Prabowo tiba di Perumnas 1, Bekasi Barat, Kota Bekasi, sekitar pukul 10.45 WIB dengan menumpangi kendaraan dinas Maung MV Kepresidenan, diikuti deretan mobil pejabat terkait lainnya.
Setibanya di area kegiatan, Presiden disambut oleh Gubernur Jawa Barat Dedi Mulyadi, Mendikdasmen Abdul Mu'ti, Kepala Kantor Staf Presiden Muhammad Kodari, CEO Danantara Rosan Roeslani, Menteri Keuangan Purbaya Yudhi Sadewa, serta Menkomdigi Meutya Hafid.
Dalam acara bertajuk "Peluncuran Digitalisasi Untuk Indonesia Cerdas", Presiden meninjau fasilitas sekolah dan menyaksikan demonstrasi pemanfaatan smartboard yang dilakukan oleh guru serta siswa, tepat di sisi tenda utama kegiatan.
Perangkat smartboard tersebut menampilkan simulasi pembelajaran jarak jauh, di mana seorang guru bisa berinteraksi langsung dengan murid-muridnya untuk mendampingi proses belajar secara virtual.
Teknologi ini dirancang menghadirkan pengalaman belajar yang lebih interaktif dan kolaboratif, berbeda dari smart TV yang hanya dapat menayangkan materi satu arah.
Peluncuran interactive flat panel (IFP) atau smartboard ke berbagai sekolah ini sejalan dengan Instruksi Presiden Nomor 7 Tahun 2025 mengenai revitalisasi satuan pendidikan, pengembangan sekolah unggul, serta percepatan digitalisasi pembelajaran.
Sebelumnya, pemerintah telah menargetkan setiap ruang kelas akan dilengkapi smartboard sebagai fasilitas standar. Pada tahun ini, sekitar 288.000 unit IFP dijadwalkan dikirim ke 330 ribu sekolah di seluruh wilayah Indonesia.

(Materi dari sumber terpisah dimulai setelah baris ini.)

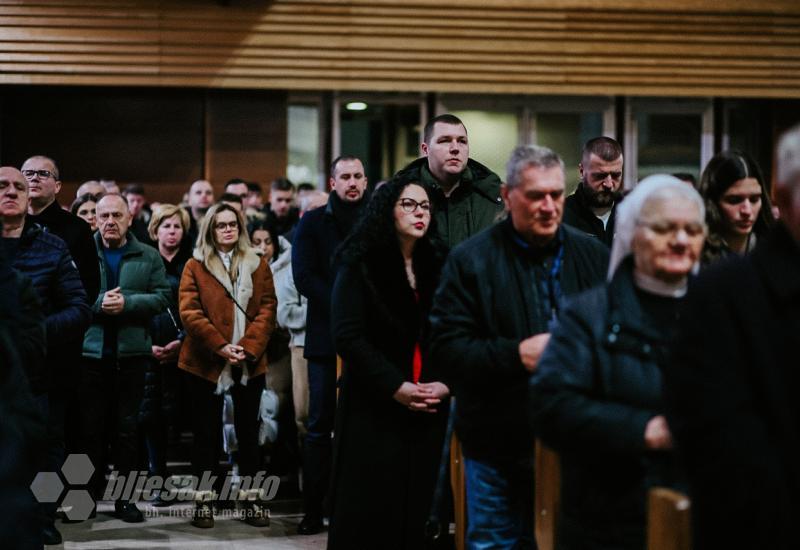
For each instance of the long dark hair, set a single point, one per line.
(273, 235)
(721, 173)
(375, 231)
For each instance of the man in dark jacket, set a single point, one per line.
(319, 233)
(500, 291)
(118, 345)
(45, 259)
(466, 194)
(22, 426)
(43, 186)
(732, 391)
(592, 206)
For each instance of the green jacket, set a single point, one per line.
(474, 205)
(144, 285)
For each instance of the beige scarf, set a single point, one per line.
(241, 290)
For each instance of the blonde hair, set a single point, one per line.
(206, 247)
(162, 213)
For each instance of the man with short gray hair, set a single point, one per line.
(117, 345)
(491, 318)
(733, 386)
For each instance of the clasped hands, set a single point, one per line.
(113, 302)
(233, 353)
(422, 396)
(168, 353)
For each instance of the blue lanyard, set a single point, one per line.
(554, 284)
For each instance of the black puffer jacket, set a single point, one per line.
(597, 386)
(45, 260)
(159, 398)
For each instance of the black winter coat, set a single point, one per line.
(78, 235)
(385, 456)
(316, 239)
(472, 207)
(21, 313)
(160, 381)
(597, 386)
(45, 260)
(484, 307)
(732, 396)
(579, 215)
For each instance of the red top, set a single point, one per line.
(417, 365)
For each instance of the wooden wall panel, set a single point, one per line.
(164, 139)
(245, 138)
(721, 48)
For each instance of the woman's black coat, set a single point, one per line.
(597, 386)
(385, 456)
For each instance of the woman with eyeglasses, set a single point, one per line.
(392, 407)
(227, 305)
(596, 396)
(738, 209)
(85, 207)
(159, 412)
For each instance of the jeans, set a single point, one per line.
(499, 506)
(317, 454)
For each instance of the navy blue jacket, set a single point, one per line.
(21, 314)
(77, 234)
(45, 260)
(315, 241)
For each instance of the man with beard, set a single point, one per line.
(591, 207)
(318, 235)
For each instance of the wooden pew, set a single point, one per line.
(459, 487)
(547, 494)
(668, 520)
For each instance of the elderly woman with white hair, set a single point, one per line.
(597, 394)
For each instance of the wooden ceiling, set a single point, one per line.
(726, 48)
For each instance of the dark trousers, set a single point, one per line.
(317, 454)
(207, 425)
(112, 398)
(51, 407)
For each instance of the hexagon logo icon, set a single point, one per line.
(77, 469)
(47, 487)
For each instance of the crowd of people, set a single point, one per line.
(642, 331)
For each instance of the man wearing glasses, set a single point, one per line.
(42, 176)
(319, 234)
(591, 207)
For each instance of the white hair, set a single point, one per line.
(789, 156)
(655, 187)
(530, 155)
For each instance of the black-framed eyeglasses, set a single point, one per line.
(410, 205)
(601, 176)
(43, 174)
(222, 226)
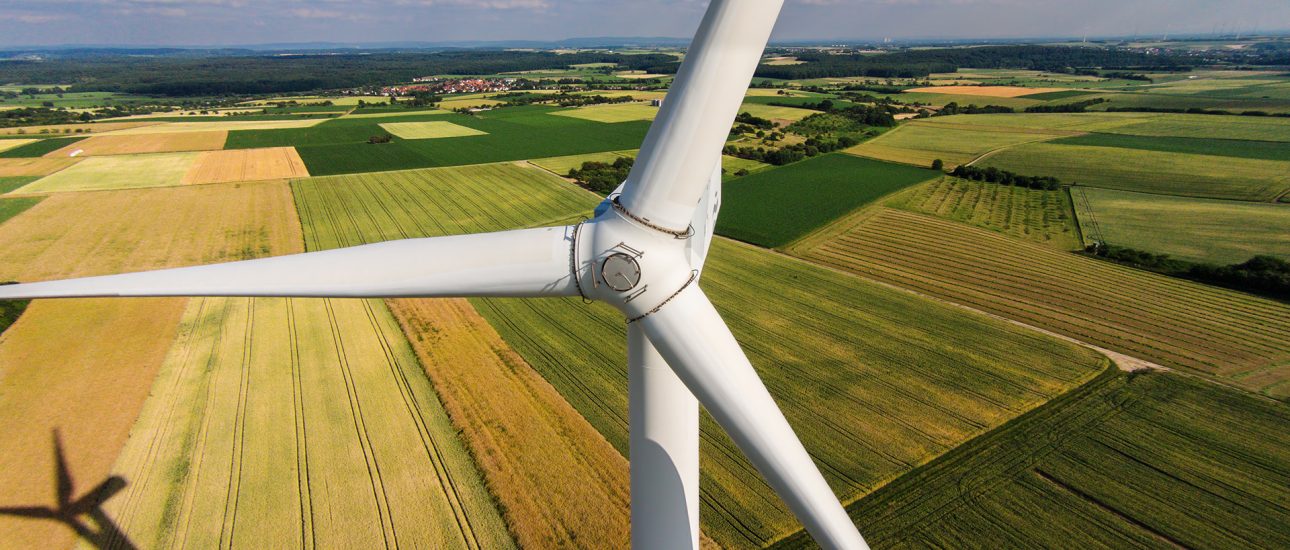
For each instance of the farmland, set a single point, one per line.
(517, 133)
(1200, 230)
(116, 172)
(772, 208)
(430, 129)
(1028, 213)
(245, 164)
(619, 112)
(1143, 460)
(559, 480)
(1235, 338)
(32, 167)
(917, 378)
(1170, 173)
(127, 145)
(146, 229)
(298, 422)
(920, 143)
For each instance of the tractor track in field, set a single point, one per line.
(432, 451)
(360, 429)
(305, 492)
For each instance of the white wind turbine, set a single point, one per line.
(643, 253)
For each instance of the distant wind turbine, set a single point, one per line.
(643, 253)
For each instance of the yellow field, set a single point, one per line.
(219, 125)
(85, 366)
(559, 480)
(116, 172)
(986, 91)
(619, 112)
(430, 129)
(298, 424)
(34, 167)
(1235, 338)
(247, 164)
(71, 129)
(13, 143)
(128, 145)
(102, 233)
(81, 367)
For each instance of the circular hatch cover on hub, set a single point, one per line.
(621, 271)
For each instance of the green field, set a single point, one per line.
(1169, 173)
(514, 133)
(343, 211)
(876, 381)
(920, 143)
(1152, 460)
(1200, 230)
(1244, 149)
(39, 149)
(1028, 213)
(430, 129)
(889, 426)
(97, 173)
(619, 112)
(563, 164)
(9, 183)
(778, 205)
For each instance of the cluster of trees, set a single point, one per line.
(792, 152)
(603, 177)
(1080, 106)
(247, 72)
(1266, 275)
(922, 62)
(992, 174)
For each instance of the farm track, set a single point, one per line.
(1073, 296)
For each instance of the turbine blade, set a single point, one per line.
(514, 264)
(672, 168)
(698, 346)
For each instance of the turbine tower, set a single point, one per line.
(643, 253)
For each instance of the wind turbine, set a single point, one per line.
(643, 253)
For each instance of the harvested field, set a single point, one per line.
(128, 145)
(13, 143)
(147, 229)
(34, 167)
(430, 129)
(619, 112)
(284, 422)
(343, 211)
(245, 164)
(80, 367)
(116, 172)
(1201, 230)
(920, 143)
(1128, 461)
(1040, 216)
(986, 91)
(1231, 337)
(559, 480)
(876, 381)
(563, 164)
(1166, 173)
(218, 125)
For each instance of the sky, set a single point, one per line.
(232, 22)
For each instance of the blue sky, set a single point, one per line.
(217, 22)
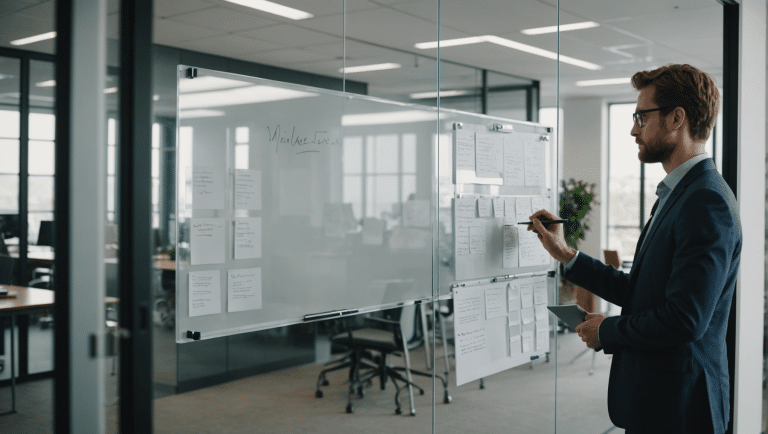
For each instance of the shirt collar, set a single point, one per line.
(674, 177)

Pengiriman perangkat tersebut dilaporkan telah mencapai 215.572 unit, dengan 172.550 perangkat telah tiba di sekolah-sekolah dan 43.022 lainnya masih dalam proses perjalanan. Pemerintah menargetkan seluruh perangkat dapat sepenuhnya diterima sekolah penerima pada Desember 2025.